Top AI models fail at >96% of tasks

codexon · 2026-02-07T21:20:06 1770499206

This paper creates a new benchmark comprised of real remote work tasks sourced from the remote working website Upwork. The best commercial LLMs like Opus, GPT, Gemini, and Grok were tested.

Models released a few days ago, Opus 4.6 and GPT 5.3, haven't been tested yet, but given the performance on other micro-benchmarks, they will probably not be much different on this benchmark.

kolinko · 2026-02-07T23:13:08 1770505988

They didn't test Opus at all, only Sonnet.

One of the tasks was "Build an interactive dashboard for exploring data from the World Happiness Report." -- I can't imagine how Opus4.5 could've failed that.

codexon · 2026-02-08T20:24:21 1770582261

Check the link to the study. It has been updated for Opus 4.5.

scotty79 · 2026-02-08T13:40:41 1770558041

Kinda sus that least known model did best and none of the more recent models were tested. Capabilities grow very fast. So things that now routinely succeed rarely ever succeeded even half a year ago.

rsynnott · 2026-02-08T17:46:39 1770572799

I mean performance is so bad across the board that this is likely essentially random.
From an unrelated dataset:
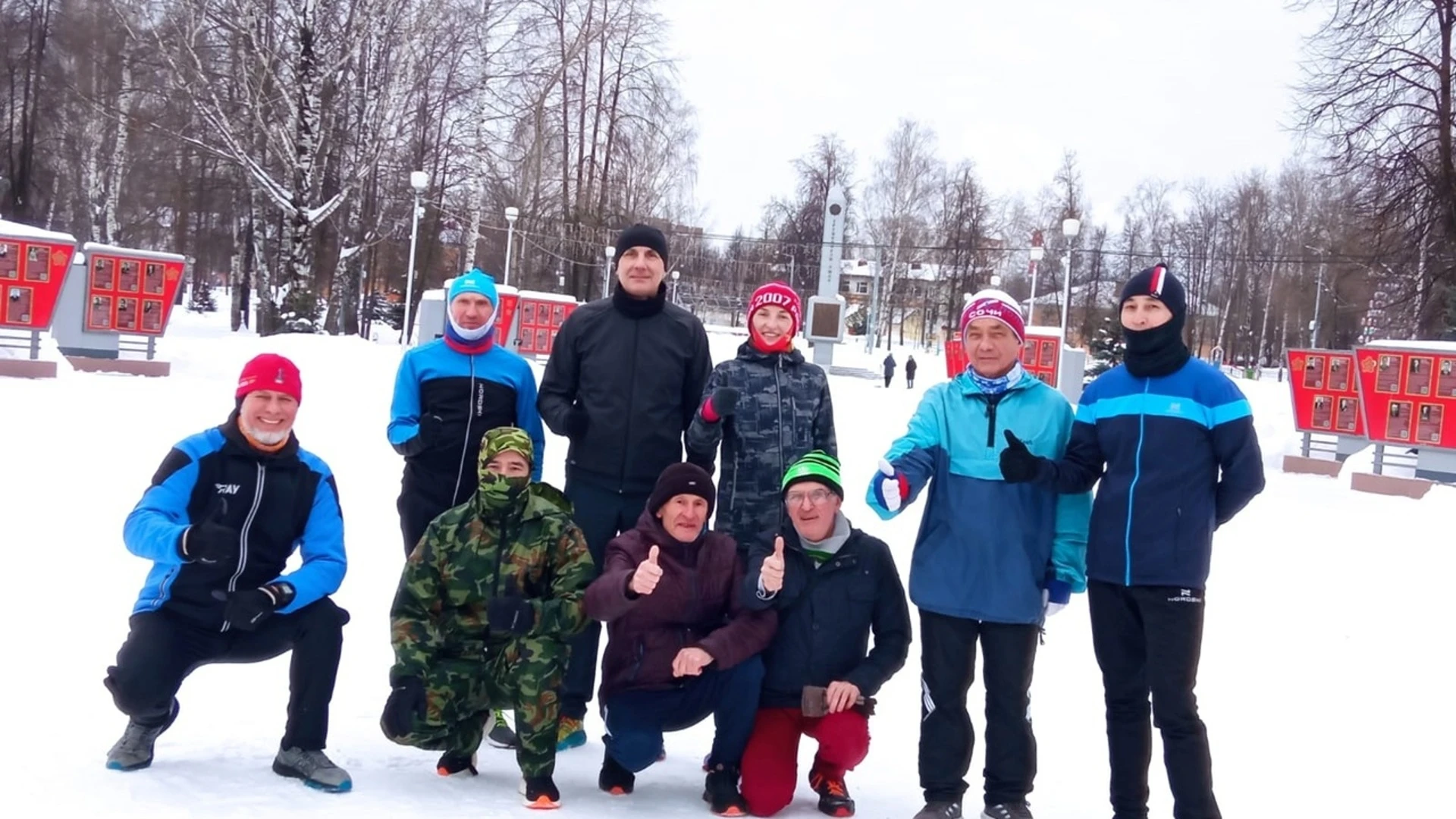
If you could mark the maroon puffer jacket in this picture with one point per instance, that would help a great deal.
(695, 605)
Monkeys accidentally doing a bit of Shakespeare.

ben_w · 2026-02-18T13:39:14 1771421954

That's wildly overestimating what monkeys can do on a typewriter.
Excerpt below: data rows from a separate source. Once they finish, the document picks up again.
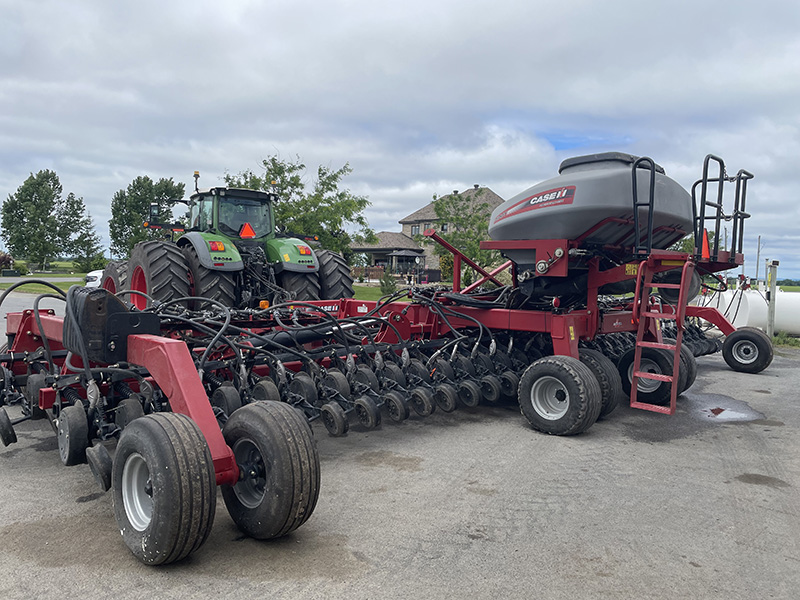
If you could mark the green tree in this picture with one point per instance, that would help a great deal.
(467, 218)
(38, 223)
(130, 208)
(87, 252)
(327, 210)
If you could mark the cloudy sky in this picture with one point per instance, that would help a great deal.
(419, 97)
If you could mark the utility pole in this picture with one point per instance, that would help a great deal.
(772, 276)
(758, 257)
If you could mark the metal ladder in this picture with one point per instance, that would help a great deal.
(649, 314)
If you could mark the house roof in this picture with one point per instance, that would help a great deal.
(388, 240)
(474, 194)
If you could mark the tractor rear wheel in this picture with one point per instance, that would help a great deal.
(279, 466)
(334, 276)
(159, 270)
(207, 283)
(305, 286)
(115, 276)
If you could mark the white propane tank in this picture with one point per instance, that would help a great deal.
(748, 308)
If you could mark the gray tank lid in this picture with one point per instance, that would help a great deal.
(604, 157)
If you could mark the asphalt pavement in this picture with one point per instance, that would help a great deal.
(472, 504)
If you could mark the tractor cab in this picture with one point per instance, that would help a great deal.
(235, 213)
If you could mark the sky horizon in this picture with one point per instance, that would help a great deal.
(419, 99)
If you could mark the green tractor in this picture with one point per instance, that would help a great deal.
(231, 254)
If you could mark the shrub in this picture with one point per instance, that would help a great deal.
(388, 283)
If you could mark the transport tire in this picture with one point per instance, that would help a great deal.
(336, 380)
(491, 389)
(422, 401)
(305, 286)
(115, 276)
(127, 411)
(265, 390)
(444, 369)
(689, 363)
(208, 283)
(396, 406)
(334, 419)
(7, 434)
(417, 371)
(367, 412)
(747, 350)
(469, 392)
(73, 434)
(165, 493)
(101, 465)
(276, 453)
(559, 395)
(393, 372)
(509, 384)
(462, 363)
(446, 397)
(159, 270)
(654, 360)
(366, 377)
(608, 378)
(334, 276)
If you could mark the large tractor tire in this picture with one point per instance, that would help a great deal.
(159, 270)
(334, 276)
(115, 276)
(305, 286)
(207, 283)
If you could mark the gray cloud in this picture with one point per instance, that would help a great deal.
(419, 97)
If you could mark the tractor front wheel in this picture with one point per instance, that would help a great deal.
(208, 283)
(304, 286)
(159, 270)
(334, 276)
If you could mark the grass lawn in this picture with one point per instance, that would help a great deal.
(363, 292)
(37, 288)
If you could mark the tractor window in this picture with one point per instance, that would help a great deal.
(200, 214)
(235, 212)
It takes a lot to just be mediocre. Which, don't get me wrong, I'll agree current ML is, it's just that "mediocre" is an incomprehensibly huge step up from "random".

tessitore · 2026-02-08T02:08:19 1770516499

This post really should be edited to say 96% of tasks posted on Upwork. Since we would all expect that to happen.
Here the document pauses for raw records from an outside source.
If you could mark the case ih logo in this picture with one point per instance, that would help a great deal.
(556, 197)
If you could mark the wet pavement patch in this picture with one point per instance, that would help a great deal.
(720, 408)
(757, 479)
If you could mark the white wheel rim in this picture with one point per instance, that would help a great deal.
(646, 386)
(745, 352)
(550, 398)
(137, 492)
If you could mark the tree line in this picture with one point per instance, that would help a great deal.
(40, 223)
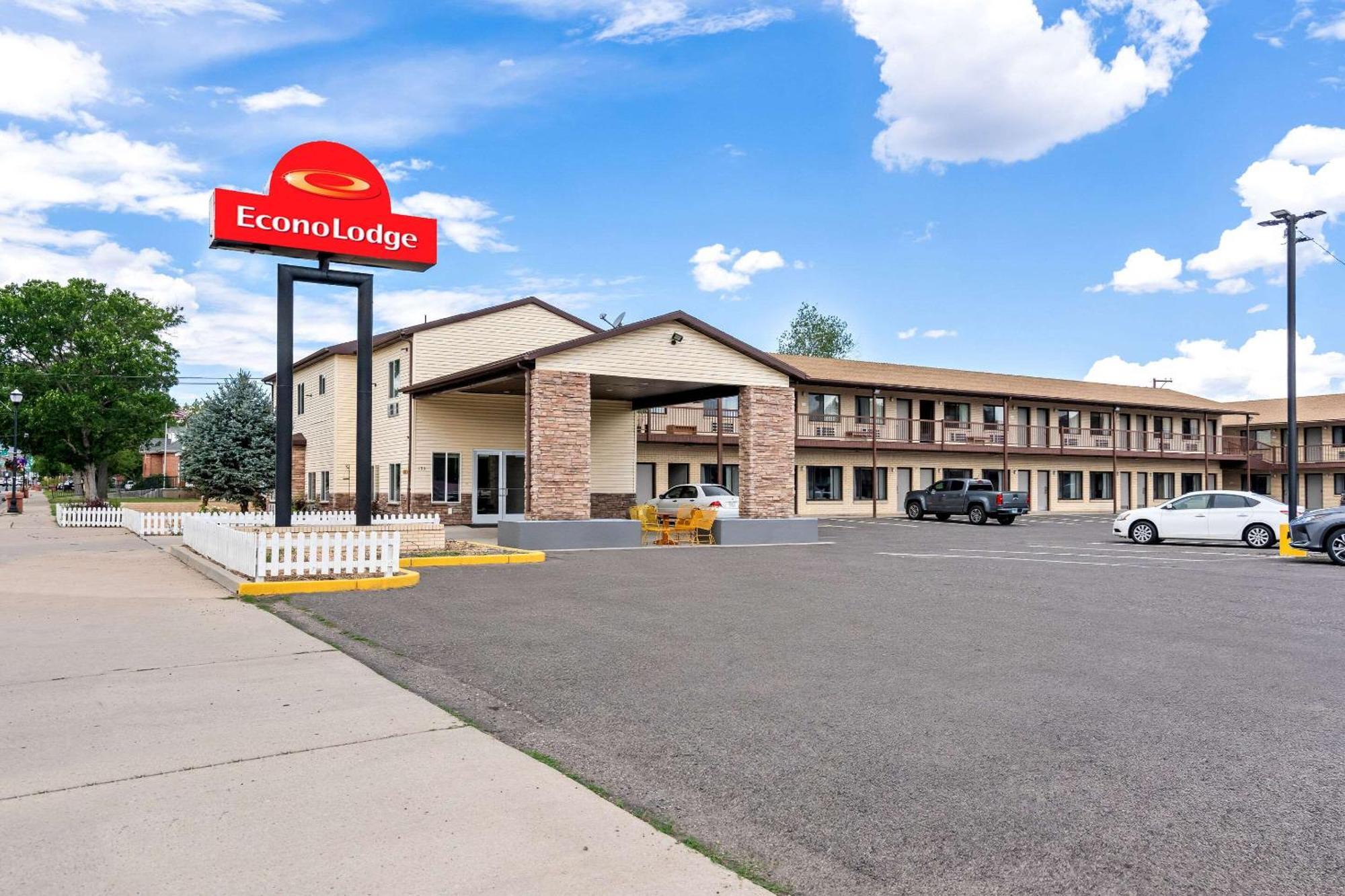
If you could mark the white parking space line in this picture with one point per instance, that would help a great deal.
(1168, 551)
(1027, 560)
(1100, 555)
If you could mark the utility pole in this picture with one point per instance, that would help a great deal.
(1292, 240)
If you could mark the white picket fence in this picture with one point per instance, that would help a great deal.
(68, 516)
(231, 548)
(299, 555)
(293, 555)
(170, 522)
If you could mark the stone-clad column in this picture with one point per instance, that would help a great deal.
(559, 446)
(766, 451)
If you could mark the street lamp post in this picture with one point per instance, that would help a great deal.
(15, 397)
(1291, 222)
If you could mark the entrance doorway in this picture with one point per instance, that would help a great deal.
(644, 483)
(500, 486)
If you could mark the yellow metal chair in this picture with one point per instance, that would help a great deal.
(703, 526)
(650, 525)
(684, 528)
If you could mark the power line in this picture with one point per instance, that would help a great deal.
(1323, 248)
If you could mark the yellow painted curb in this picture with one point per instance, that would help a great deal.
(375, 583)
(477, 560)
(1285, 551)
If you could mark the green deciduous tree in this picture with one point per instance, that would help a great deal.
(95, 368)
(817, 334)
(229, 443)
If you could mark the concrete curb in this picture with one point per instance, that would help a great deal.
(236, 584)
(478, 560)
(406, 579)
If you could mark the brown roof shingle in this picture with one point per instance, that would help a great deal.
(1276, 411)
(972, 382)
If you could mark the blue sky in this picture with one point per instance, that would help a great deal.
(960, 179)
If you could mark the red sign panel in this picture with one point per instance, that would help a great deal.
(325, 201)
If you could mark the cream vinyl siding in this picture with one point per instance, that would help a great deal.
(459, 423)
(344, 439)
(470, 343)
(613, 447)
(391, 446)
(649, 354)
(318, 423)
zb3 · 2026-02-08T00:00:23 1770508823

You think they don't? You think AI can replace programmers, today?

Then go ahead and use AI to fix this: https://gitlab.gnome.org/GNOME/mutter/-/issues/4051

stoneforger · 2026-02-08T15:29:38 1770564578

Rewrite it in react it will.

Venn1 · 2026-02-07T21:33:08 1770499988

ChatGPT: when you want spellcheck to argue with you.